Five real positions surfaced three substrate bugs the unit tests cleared

2026-05-06

The chess substrate I’m building on caissaresearch.com had around 1500 unit tests passing on the imbalance and tactical-motif detectors. Running the new single-position analyzer on five real first-deviation positions from a recent middlegame pattern run surfaced three bugs in two hours.

Bug 1 was a trapped_piece false positive on a bishop at d3. Knight on c5 attacks (worth 320cp), pawn on c2 defends (worth 100cp), bishop value 330. Static loss after capture and recapture is 330 - 320 = 10cp, well inside any reasonable trade tolerance. The old _detect_trapped_piece rule compared cheapest attacker against piece value (320 < 330) and tagged the bishop trapped. It never modeled the recapture. Fix is per-move 2-ply lite-SEE replacing the single-attacker check, plus a skip-if-static-safe guard that runs SEE on the piece’s current square first. If staying put loses ≤50cp, the piece is by definition not trapped. As a side benefit, a Magnus position the suite had labeled “knight trapped on h5” reclassified to “passive, not trapped,” same logic: no white attackers, static loss is zero, the knight can stay put.

Bug 2 was attach_plans recommending an offensive plan for the losing side. The position had black at -2.14 by Stockfish; the substrate emitted central_counter as the primary plan. The plan attacher had no idea black was losing, because it used material delta as the winning-side proxy and material was even on the board. Fix is threading engine_cp from the multipv top result through to the plan attacher. When engine_cp shows a side ≥150cp worse, demote that side’s offensive plans (kingside_attack, central_counter) and promote defensives (defend_passively, blockade, prophylaxis). If no defensive plan emitted, inject a synthetic defend_passively so the substrate always has a coaching answer for the losing side.

Both bugs were latent the whole time. The unit tests checked the detectors in isolation: given this kind of input, does the rule fire as designed? The tests passed because the detectors were faithful to their own logic. The logic was wrong.

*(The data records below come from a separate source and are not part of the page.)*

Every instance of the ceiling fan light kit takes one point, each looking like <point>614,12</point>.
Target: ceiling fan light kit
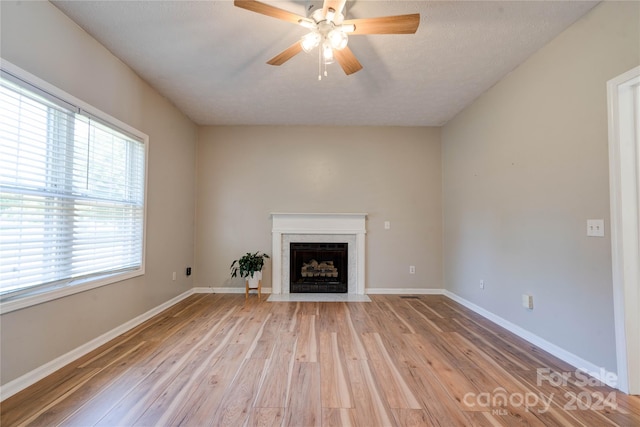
<point>329,31</point>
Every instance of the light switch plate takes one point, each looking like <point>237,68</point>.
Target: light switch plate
<point>595,227</point>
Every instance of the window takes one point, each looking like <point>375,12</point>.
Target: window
<point>72,192</point>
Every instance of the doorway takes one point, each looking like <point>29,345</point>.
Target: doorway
<point>624,170</point>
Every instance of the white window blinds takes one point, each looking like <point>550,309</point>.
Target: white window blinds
<point>71,192</point>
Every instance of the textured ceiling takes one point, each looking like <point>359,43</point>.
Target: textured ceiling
<point>209,58</point>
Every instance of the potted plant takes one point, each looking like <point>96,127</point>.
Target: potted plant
<point>249,265</point>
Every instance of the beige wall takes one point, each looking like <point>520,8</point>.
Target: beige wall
<point>524,167</point>
<point>393,174</point>
<point>41,40</point>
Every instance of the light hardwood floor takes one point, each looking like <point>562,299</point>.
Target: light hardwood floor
<point>220,360</point>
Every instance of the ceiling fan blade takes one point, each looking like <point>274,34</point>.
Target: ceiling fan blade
<point>286,54</point>
<point>347,61</point>
<point>336,5</point>
<point>265,9</point>
<point>399,24</point>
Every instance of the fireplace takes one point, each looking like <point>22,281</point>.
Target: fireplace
<point>318,267</point>
<point>334,228</point>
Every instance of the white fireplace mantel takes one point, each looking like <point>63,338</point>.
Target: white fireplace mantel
<point>292,227</point>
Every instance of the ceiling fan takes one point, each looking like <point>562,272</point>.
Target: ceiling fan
<point>329,31</point>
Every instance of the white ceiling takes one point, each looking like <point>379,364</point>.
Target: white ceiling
<point>209,58</point>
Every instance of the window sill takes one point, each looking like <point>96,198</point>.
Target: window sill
<point>9,304</point>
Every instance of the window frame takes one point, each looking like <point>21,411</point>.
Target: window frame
<point>44,293</point>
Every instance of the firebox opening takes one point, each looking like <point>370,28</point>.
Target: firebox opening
<point>318,267</point>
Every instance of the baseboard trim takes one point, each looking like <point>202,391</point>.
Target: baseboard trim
<point>12,387</point>
<point>222,290</point>
<point>577,362</point>
<point>403,291</point>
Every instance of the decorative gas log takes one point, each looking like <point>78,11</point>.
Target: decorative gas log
<point>319,269</point>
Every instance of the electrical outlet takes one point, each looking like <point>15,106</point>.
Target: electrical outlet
<point>595,227</point>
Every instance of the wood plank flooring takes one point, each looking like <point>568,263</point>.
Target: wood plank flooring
<point>221,360</point>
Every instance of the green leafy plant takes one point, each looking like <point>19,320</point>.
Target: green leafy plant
<point>248,264</point>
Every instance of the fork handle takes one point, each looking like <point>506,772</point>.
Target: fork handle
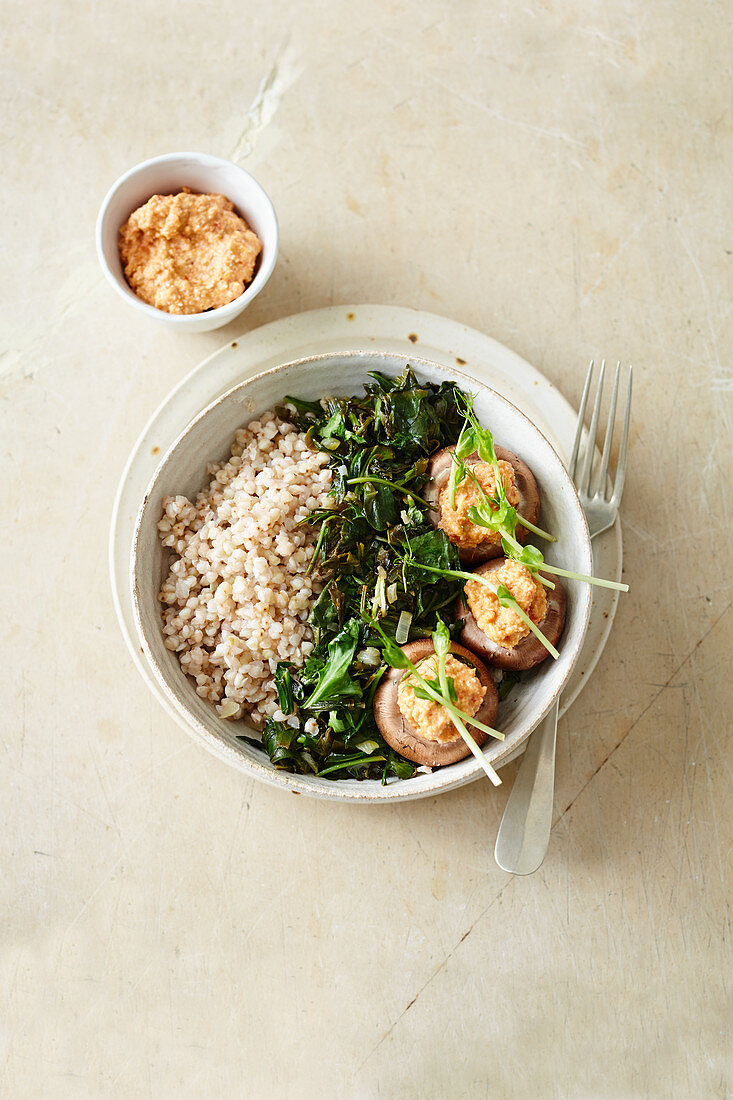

The reflex fix when a detector misfires is to add more unit tests for the new failure case. That doesn’t catch the next instance of the shape, which is a rule internally consistent with its specification and externally wrong about the position. Tests that only check a detector’s own contract are structurally a tautology against that contract; they can’t fail for this reason. The pass that does is N real cases run end-to-end, with someone looking at every output. Five positions in two hours surfaced two latent detector bugs the suite had cleared for months.